Зотов отмаялся, сколько причиталось, в прифронтовом госпитале, а потом доказывал тамошним военкомам и командирам маршевых частей, что без него армия зачахнет, и предлагал потрогать мышцы правой, а также левой руки.

Но командиры говорили, что армия без него перебьется, а военкомы махали на него бумагами и с трудом переговаривались друг с другом о его судьбе по устаревшим телефонам.

Зотов с голодухи и беспокойной жизни совсем захирел, и обносился, и почти на нет сошел, и потому, махнув на все, сел в эшелон ехать в Москву на номерной завод и подвергаться самокритике. А когда его разбудили, то оказалось, что они едут на фронт, и выкидывать его на ходу было нельзя, поскольку поезд шел без остановок по зеленой улице, и документы у него были в порядке, "и как меня проглядели - никто этого не знал, и, значит, отвечать не только мне. И я малость приободрился.

А когда приободрился, то стал тщательно припоминать о тех местах, где сражался мой бывший отряд, чтобы внести это в свою клеенчатую тетрадь, куда я записывал не хронику века, состоящую из важнейших событий истории и общественной жизни, а незначительные для остальных, но поразившие меня явления душевной неожиданности.

Потому что по этим неожиданностям поведения я и прокладывал свой путь и мне нужны были ориентиры".
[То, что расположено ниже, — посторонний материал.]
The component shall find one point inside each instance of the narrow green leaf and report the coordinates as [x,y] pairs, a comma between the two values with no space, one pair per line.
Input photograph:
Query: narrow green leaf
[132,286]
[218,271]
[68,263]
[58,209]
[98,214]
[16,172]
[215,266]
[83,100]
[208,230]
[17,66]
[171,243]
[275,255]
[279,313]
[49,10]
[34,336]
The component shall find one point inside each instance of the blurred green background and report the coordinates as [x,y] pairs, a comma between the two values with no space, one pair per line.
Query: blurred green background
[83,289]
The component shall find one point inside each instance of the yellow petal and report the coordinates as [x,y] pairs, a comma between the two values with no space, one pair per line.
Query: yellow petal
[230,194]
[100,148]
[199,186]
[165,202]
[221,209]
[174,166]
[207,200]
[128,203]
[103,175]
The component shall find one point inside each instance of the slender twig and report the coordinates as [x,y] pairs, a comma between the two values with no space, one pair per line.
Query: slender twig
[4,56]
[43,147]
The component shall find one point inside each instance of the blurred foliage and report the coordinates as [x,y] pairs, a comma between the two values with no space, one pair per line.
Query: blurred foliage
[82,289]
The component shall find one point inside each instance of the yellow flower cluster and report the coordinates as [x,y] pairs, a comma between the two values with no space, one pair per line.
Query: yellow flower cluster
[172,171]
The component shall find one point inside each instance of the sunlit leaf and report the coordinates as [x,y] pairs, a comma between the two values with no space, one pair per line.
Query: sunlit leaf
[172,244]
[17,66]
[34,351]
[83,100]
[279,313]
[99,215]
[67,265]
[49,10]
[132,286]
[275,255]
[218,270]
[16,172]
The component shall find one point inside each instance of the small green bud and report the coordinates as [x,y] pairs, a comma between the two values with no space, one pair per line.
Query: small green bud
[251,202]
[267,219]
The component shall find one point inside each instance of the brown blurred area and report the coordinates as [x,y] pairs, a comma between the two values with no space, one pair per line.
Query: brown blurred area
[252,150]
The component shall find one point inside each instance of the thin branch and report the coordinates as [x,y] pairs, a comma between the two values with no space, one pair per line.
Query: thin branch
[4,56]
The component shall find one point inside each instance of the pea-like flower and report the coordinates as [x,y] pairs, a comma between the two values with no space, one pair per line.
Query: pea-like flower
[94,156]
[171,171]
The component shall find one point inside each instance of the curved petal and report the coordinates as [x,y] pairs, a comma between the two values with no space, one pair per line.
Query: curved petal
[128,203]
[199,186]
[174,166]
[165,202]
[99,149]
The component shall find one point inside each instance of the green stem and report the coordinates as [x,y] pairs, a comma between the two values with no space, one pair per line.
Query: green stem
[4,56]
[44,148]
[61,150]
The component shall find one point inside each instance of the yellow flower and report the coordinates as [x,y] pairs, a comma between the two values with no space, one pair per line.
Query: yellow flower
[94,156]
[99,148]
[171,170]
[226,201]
…Как отряд уходил от черной команды в лес, и уткнулись в колючку, и Немой выдрал два кола и поднял их за проволоку над головой, и кровь текла по ладоням Немого, и люди уходили в эту Триумфальную арку… И два труса поганых, которые прикрывали их огнем, чесанули в лес, а Немой запутался в проволоке, и Анкаголик вытаскивал его, и грозил кулаком вслед двум гадам, и матерился, и это видели фрицы, которые высыпали на поляну… И как их схватили и привели в комендатуру, и Анкаголик кричал, что Афоня немой, а он расскажет все за двоих, и дышал на немцев такой спиртной вонью, что они поверили…
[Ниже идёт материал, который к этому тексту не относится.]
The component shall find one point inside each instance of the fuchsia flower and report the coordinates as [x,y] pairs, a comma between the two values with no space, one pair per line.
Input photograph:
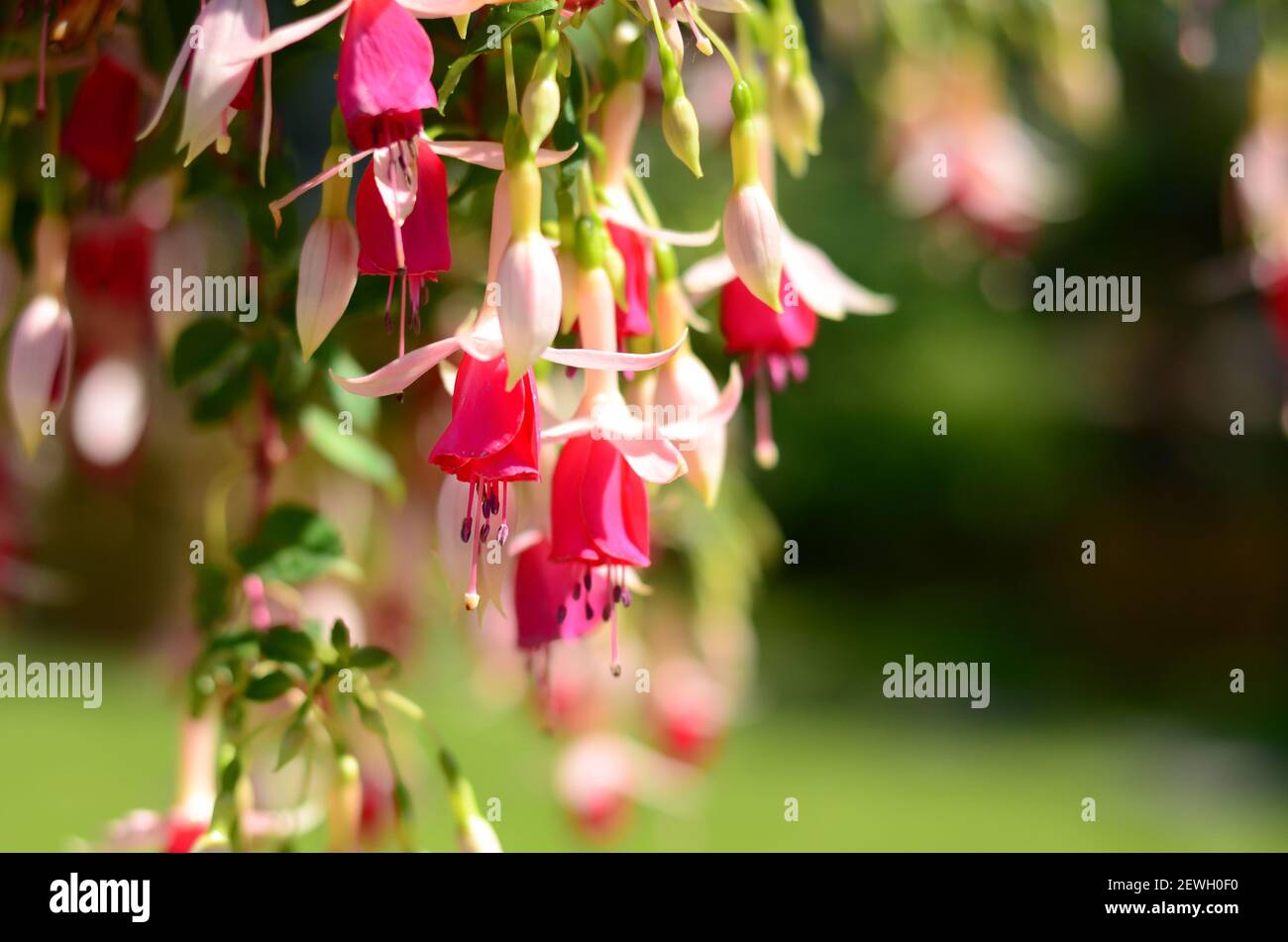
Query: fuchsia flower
[99,130]
[555,601]
[419,248]
[772,344]
[382,84]
[632,321]
[223,64]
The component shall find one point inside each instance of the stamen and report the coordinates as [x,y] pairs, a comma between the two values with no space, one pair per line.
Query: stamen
[468,524]
[767,452]
[472,596]
[503,532]
[402,319]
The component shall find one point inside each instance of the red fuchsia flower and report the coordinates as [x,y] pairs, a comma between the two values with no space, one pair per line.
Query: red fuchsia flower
[688,710]
[772,343]
[417,248]
[555,601]
[599,503]
[600,778]
[220,77]
[99,129]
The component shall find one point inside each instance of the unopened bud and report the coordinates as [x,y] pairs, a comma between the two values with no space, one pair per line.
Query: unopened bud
[540,108]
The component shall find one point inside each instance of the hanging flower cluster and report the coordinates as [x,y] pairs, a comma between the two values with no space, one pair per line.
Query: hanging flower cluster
[590,292]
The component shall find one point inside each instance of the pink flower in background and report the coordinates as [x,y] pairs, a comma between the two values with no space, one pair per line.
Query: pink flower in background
[220,44]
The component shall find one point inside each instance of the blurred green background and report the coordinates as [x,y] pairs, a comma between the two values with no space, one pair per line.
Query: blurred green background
[1109,680]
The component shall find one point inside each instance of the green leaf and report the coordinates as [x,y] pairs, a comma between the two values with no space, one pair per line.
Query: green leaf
[287,645]
[210,598]
[365,409]
[202,347]
[340,636]
[230,642]
[370,658]
[269,686]
[484,39]
[294,545]
[360,456]
[294,739]
[372,718]
[222,398]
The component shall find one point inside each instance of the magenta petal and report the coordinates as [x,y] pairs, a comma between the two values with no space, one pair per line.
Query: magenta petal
[384,77]
[614,506]
[751,326]
[542,587]
[567,532]
[426,246]
[492,434]
[632,321]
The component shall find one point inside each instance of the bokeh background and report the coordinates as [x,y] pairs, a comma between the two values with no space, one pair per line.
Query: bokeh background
[1108,680]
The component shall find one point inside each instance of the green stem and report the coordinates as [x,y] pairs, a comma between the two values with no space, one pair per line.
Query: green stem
[510,93]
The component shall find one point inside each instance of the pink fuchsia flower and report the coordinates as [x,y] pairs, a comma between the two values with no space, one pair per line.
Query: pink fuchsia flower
[688,710]
[101,125]
[385,63]
[490,440]
[600,778]
[40,347]
[219,44]
[553,600]
[384,78]
[415,246]
[403,237]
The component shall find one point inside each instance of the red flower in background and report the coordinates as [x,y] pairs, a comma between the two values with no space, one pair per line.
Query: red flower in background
[103,120]
[771,343]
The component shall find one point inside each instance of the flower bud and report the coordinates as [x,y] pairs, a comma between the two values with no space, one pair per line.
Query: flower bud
[40,358]
[681,129]
[540,108]
[531,301]
[329,270]
[754,242]
[344,805]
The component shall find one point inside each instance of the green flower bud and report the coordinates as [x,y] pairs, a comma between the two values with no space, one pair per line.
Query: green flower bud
[681,129]
[540,108]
А Немому связали руки с ногами, просунув палку под коленями, и усадили во дворе, а Анкаголика заперли в пристройку позади сельсовета, где пировала вся комендатура… И когда стемнело, Немой начал вставать с деревянным хрустом, и трещали и лопались веревки… И как Немой перевернул на колеса и подтащил пушку с размозженным прицелом, и как он целил, глядя через ствол, в окно узилища, где Анкаголик стоял так, чтобы жерло глядело ему прямо в живот, и Немой поворачивал ствол туда, куда указывал Анкаголик… И как потом Немой принес снаряд и зарядил, а Анкаголик улегся под окно у стенки и заорал: "Давай!" Орудие через окно и дверь каморки разнесло комендатуру, расположенную как раз за нею… И как Анкаголик, над которым прошла смерть, вылез в пролом, и они стали уходить, и на Немого кинулся уцелевший огромный немец, и они схватились… И немец каким-то хитрым приемом повалил Немого на спину и навалился сверху душить, а потом вдруг заорал и потерял сознание. А когда Немой из-под него вылез и взвалил на плечи, то оказалось, что кость у немца была в запястье фактически перекушена пожатьем Немого, как будто руку эту схватила каменная десница… А когда они дотащили пленного до регулярной армии и Анкаголик все подробно докладывал, незаметно отливая к себе в кружку пайковую водку из взводного котелка, то ему, конечно, не поверили, недоуменно поглядывая на невысокого Немого, гражданского человека, который скорчившись спал на лежанке, наполовину заваленный патронными ящиками, упираясь спиной в железные ящики, а ногами в стенку сарая… А потом Немой отчаянно потянулся и ногами высадил тяжелую доску в стене, и все поверили… А когда пленный свидетель с рукой в лубке все подтвердил и разведка все подтвердила, атака полка все подтвердила и оформляли приказ о наградах, то на Анкаголика не оформляли, потому что к тому времени Анкаголик уже орал песни и, нарушая все уставы, на вопрос о фамилии безобразно отвечал: "Тпфрундукевич"- и всех оплевывал.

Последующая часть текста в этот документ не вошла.